Wenn die Kohlenstoffkonzentration kippt
Die Details der Bildung dieser Struktur gaben der Forschung allerdings jahrzehntelang Rätsel auf. Bis zu einer bestimmten Konzentration von Kohlenstoff sammeln sich die C-Atome aus energetischen Gründen an Grenzflächen und Defekten im Gitter der Eisenatome an. Steigt die Kohlenstoffkonzentration über einen bestimmten Wert, findet sich der Überschuss der C-Atome nicht mehr an solchen Defekten – obwohl dort eigentlich noch genug Platz wäre. Vielmehr verteilen sich die C-Atome ab dieser Konzentration auf eine geordnete Weise im Kristallgitter. „Dabei ist der Abstand der Kohlenstoffatome im Gitter eigentlich viel zu groß, um eine solche Ordnung chemisch zu begründen“, so Dr. Jutta Rogal. Sie forscht am Interdisciplinary Centre for Advanced Materials Simulation Icams der RUB.

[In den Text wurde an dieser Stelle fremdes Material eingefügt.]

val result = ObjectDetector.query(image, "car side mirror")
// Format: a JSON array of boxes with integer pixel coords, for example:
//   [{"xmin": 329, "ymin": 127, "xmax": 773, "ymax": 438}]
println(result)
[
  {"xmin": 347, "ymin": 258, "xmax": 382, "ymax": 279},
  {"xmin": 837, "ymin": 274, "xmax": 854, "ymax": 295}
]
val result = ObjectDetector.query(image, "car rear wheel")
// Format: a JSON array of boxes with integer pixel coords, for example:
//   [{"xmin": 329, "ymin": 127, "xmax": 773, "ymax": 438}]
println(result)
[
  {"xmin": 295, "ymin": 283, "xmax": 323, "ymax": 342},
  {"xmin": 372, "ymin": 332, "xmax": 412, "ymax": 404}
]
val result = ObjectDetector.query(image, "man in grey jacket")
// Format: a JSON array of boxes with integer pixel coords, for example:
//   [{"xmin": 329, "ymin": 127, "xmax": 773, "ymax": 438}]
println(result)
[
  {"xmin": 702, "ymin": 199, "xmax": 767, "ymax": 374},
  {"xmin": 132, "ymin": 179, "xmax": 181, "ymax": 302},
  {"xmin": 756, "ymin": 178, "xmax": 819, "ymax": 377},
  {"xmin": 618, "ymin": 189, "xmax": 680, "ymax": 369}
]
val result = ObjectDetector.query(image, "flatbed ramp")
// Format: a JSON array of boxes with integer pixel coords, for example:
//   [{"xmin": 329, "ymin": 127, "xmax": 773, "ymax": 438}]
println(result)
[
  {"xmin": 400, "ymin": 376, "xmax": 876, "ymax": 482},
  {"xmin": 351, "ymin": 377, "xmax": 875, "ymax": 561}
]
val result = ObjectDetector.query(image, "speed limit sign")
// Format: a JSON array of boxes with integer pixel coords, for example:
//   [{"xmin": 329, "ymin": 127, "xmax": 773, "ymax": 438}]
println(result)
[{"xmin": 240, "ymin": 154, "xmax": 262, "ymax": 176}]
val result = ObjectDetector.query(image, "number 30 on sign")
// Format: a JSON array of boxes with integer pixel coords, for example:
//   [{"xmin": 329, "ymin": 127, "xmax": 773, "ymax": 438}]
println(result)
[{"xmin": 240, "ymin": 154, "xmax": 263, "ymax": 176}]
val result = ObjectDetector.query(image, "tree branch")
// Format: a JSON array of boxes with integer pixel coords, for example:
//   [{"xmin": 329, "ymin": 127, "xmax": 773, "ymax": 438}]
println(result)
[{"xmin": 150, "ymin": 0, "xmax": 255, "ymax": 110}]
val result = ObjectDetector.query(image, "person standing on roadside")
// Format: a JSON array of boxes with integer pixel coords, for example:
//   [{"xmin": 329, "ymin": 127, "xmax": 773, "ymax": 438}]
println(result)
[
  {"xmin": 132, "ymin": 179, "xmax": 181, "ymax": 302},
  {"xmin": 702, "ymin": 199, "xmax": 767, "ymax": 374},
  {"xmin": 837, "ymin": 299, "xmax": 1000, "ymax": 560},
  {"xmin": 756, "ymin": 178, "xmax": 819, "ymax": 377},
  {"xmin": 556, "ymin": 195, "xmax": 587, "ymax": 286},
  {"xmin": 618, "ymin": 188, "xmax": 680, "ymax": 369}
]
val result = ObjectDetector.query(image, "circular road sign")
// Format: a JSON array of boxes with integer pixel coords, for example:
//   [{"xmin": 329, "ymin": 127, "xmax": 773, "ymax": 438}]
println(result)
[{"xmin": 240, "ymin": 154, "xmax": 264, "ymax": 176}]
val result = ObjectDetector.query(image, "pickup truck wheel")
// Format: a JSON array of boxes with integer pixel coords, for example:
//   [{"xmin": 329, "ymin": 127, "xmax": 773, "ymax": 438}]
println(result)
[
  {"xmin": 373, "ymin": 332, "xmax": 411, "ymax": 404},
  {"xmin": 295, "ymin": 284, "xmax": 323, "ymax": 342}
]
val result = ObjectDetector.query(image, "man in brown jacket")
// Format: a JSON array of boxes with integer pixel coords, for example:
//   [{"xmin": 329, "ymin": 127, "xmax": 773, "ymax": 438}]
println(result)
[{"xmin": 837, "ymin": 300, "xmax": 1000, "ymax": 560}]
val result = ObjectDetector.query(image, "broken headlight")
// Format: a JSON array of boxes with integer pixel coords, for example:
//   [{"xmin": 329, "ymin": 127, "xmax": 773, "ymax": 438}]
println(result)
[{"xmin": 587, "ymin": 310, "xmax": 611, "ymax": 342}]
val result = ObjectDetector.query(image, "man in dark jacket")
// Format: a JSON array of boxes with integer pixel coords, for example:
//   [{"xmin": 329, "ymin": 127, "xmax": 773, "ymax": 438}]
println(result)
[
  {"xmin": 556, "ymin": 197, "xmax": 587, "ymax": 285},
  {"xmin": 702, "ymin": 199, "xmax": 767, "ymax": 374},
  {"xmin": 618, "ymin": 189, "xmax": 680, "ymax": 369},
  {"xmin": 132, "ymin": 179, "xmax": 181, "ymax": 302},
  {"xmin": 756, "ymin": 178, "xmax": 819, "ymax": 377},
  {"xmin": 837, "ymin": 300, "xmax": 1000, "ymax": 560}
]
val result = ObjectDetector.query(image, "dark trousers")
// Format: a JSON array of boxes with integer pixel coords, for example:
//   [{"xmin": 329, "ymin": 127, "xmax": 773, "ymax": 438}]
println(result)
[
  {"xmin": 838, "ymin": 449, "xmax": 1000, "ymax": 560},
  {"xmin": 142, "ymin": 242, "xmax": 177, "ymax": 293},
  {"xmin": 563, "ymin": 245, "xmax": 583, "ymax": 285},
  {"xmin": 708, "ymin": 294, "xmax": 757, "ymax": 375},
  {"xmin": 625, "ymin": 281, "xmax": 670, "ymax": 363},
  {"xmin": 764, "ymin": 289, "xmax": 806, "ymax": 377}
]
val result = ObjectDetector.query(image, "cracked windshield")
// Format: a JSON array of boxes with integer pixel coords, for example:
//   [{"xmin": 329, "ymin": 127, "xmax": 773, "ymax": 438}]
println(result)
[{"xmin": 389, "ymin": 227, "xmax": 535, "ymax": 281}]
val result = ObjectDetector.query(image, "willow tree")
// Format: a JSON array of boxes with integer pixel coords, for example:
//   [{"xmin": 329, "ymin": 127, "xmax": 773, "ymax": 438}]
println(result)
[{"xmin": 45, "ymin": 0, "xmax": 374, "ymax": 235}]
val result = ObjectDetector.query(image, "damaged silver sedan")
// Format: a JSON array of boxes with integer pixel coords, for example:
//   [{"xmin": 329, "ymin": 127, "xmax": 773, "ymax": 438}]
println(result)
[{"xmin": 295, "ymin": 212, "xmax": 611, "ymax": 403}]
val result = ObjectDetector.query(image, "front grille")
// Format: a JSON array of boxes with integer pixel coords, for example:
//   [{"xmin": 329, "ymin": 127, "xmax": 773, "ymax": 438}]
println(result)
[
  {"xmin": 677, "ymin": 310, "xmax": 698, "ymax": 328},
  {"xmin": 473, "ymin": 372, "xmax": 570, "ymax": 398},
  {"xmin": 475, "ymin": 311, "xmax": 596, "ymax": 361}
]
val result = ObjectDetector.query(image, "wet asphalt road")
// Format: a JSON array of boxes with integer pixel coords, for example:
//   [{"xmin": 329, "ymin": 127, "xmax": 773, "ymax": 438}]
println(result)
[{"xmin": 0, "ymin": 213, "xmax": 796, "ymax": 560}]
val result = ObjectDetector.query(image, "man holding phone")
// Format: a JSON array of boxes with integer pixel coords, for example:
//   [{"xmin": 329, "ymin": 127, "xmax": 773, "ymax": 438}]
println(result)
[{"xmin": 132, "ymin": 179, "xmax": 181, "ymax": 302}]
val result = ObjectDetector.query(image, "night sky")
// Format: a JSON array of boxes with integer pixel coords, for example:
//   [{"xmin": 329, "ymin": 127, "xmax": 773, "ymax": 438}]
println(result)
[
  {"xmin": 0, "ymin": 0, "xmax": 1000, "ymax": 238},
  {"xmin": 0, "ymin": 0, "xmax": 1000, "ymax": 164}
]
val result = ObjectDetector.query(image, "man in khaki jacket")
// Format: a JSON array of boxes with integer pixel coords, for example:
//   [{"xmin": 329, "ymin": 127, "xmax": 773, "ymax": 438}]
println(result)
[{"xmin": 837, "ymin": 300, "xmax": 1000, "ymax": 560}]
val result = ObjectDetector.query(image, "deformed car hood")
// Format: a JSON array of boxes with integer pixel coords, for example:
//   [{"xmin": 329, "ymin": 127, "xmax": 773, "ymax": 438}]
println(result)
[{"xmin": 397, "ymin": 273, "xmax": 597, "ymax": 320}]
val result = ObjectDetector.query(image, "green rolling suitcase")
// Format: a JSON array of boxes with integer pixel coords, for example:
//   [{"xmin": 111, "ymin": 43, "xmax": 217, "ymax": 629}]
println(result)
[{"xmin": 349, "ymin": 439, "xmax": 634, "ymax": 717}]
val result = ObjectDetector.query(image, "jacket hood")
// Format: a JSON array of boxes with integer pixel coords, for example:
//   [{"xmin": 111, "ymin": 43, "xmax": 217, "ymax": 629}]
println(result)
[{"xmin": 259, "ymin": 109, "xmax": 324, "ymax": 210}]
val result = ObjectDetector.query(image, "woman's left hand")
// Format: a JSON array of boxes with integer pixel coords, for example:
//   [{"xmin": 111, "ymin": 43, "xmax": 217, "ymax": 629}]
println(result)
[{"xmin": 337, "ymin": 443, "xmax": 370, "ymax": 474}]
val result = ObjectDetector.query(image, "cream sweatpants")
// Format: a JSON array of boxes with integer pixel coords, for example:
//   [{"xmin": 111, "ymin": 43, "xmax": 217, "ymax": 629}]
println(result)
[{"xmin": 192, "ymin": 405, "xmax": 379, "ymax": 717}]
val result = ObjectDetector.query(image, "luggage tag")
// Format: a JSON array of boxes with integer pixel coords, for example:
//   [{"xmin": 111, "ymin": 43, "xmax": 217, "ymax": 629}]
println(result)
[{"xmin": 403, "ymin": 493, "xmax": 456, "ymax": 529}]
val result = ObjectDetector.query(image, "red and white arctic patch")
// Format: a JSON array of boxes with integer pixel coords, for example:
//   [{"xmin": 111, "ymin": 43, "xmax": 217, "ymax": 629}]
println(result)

Warum sich die Atome derartig verhalten, hat das interdisziplinäre Team der beiden Institute durch eine Kombination von theoretischen Berechnungen und Experimenten herausgefunden. Dadurch sind die Forscher zu dem Ergebnis gekommen, dass in Stählen „stark anharmonische Verzerrungen der Gittermatrix in bestimmte kristallographische Richtungen“ bestehen. Diese seien folglich für das Kippen zwischen der Ansammlung von Kohlenstoffatomen an Defekten hin zu einem geordneten Aufsuchen bestimmter Plätze im Metallgitter verantwortlich. „Ist die Kohlenstoffkonzentration zu gering für starke Verzerrungen, ist es energetisch am wenigsten aufwändig, Grenzen oder Defekte zu besetzen“, erklärt Dr. Tilmann Hickel vom MPIE. „Ab einer gewissen Konzentration stellt sich aber ein kollektiver Effekt der Atome ein, weil dieser Zustand mit einer Absenkung des chemischen Potenzials einhergeht“, so Hickel. Das wiederum entspreche den Gesetzen der Thermodynamik nach einer Energieminimierung.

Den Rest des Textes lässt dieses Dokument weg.